Species of bacterium

Venenivibrio stagnispumantis strain CP.B2 is the first microorganisms isolated from the terrestrial hot spring Champagne Pool (75 °C, pH 5.5) in Waiotapu, New Zealand.

==Morphology==

The cells are motile and slightly curved rods (1.04 to 1.56 μm long and 0.33 to 0.41 μm wide).

==Growth conditions==

The novel bacterium is an obligate chemolithotroph capable of utilizing H_{2} as electron donor, O_{2} as corresponding electron acceptor and CO_{2} as carbon source. Venenivibrio stagnispumantis gains metabolic energy using the "Knallgas" reaction H_{2} + ½ O_{2} → H_{2}O. For growth either elemental sulphur (S^{0}) or thiosulfate (S_{2}O_{3}^{2−}) is required. Growth is observed under thermophilic conditions between 45 °C and 75 °C (optimum 70 °C), under moderate acidophilic conditions between pH 4.8 and 5.8 (optimum pH 5.4) and under microaerophilic conditions between 1.0% and 10.0% (v/v) O_{2} (optimum between 4.0% and 8.0% (v/v) O_{2}).

==Phylogeny==

Phylogenetic analysis based on 16S rDNA sequences indicate that strain CP.B2 belongs to the order Aquificales and represents the type strain of a novel species of a new genus within the family Hydrogenothermaceae. The 16S rRNA gene sequence for strain CP.B2 is deposited in the GenBank nucleotide sequence database under accession number DQ989208. The G+C content of the genomic DNA is 29.3 mol% which is the lowest G+C content reported for a species of the order Aquificales.

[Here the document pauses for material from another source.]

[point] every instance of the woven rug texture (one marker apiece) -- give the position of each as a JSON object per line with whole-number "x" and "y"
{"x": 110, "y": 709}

==Tolerance to arsenic and antimony compounds==

Venenivibrio stagnispumantis displays tolerance to relatively high concentrations of arsenic and antimony compounds. Cells grew in the presence of up to 8 mM arsenite (As^{3+}), 15 mM trivalent antimony (Sb^{3+}), and >20 mM arsenate (As^{5+}) but growth was not observed when As^{3+} and As^{5+} were provided as the sole electron donor and acceptor pair.

==Nomenclature==

Ve.ne.ni.vi' bri.o. (Latin: the vibrio of poison) stag.ni.spu.man' tis. (Latin: from the bubbling pool, pertaining to Champagne Pool).

==Culture collection==

Venenivibrio stagnispumantis strain CP.B2 is deposited in the Japan Collection of Microorganisms under JCM 14244, in the American Type Culture Collection under ATCC BAA-1398 and in the German Collection of Microorganisms under DSM 18763.

==Culture medium==

| Venenivibrio stagnispumantis culture medium |  |
|---|---|
| NaOH | 0.15 g |
| KCl | 0.50 g |
| MgCl_{2} • 6 H_{2}O | 1.36 g |
| MgSO_{4} • 7 H_{2}O | 7.00 g |
| Na_{2}S_{2}O_{3} • 5 H_{2}O | 2.00 g |
| CaCl_{2} • 2 H_{2}O | 0.40 g |
| NH_{4}Cl | 0.20 g |
| K_{2}HPO_{4} | 0.25 g |
| Trace minerals (100x) | 10.00 ml |
| MES | 1.95 g |
| Distilled water | make up to 1000.00 ml |

The pH of the medium is adjusted to 5.5, distributed into culture vessels and autoclaved under CO_{2}. After the inoculation the initial gas phase is replaced with H_{2} / CO_{2} / O_{2} (79% / 15% / 6%) and pressurized to 170 kPa.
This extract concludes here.